By: Michael Kunzelman A Louisiana state prison cannot censor or restrict an inmate's access to copies of The Final Call newspaper published by the Nation of Islam, a federal judge ruled Wednesday.
U.S. District Judge Donald Walter in Shreveport ordered the David Wade Correctional Center to deliver future issues of the newspaper to Henry Leonard, an inmate who claims the Homer prison violated his right to free exercise of religion.
The prison said it restricted Leonard's access to the newspaper because of security concerns about articles it found to be racially discriminatory.
Walter, however, expressed concern that banning the newspaper was an exaggerated response to security concerns. The judge said prison officials couldn't cite any instances in which violence or unrest could be attributed to The Final Call.

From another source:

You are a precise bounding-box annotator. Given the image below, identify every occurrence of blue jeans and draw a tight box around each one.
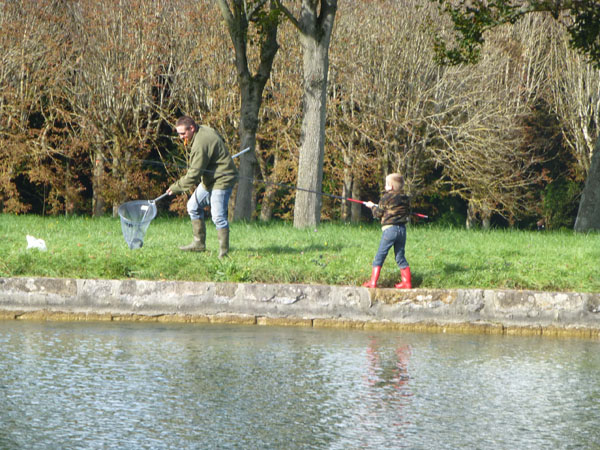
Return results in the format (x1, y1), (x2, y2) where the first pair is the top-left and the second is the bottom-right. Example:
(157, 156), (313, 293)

"The wholesale prohibition of the publication is simply too broad when balanced with the plaintiff's right to the free exercise of his religion," Walter wrote in his 21-page ruling.
The judge said prison officials could restrict inmates' access to the newspaper if they can show that the publication has incited violence or "ever develops a substantially inflammatory effect on the inmates."
"Such actions would be rationally related to the penological objective of preventing security threats to the inmates, staff and the facility," he wrote.
Leonard is a former Baton Rouge police officer who was convicted of murdering his estranged wife's boyfriend. The American Civil Liberties Union of Louisiana backed his lawsuit, filed in May 2007.
ACLU attorney Katie Schwartzmann said Leonard hasn't had access to the newspaper in three years.
"There was nothing the state could point to as justification for banning it, other than its disagreement with the political or religious messages contained in the publication. And that's a very dangerous thing," she said.
The ACLU filed a similar case in February 2009 on behalf of an inmate at a state prison in Angola, who says he has been denied access to The Final Call.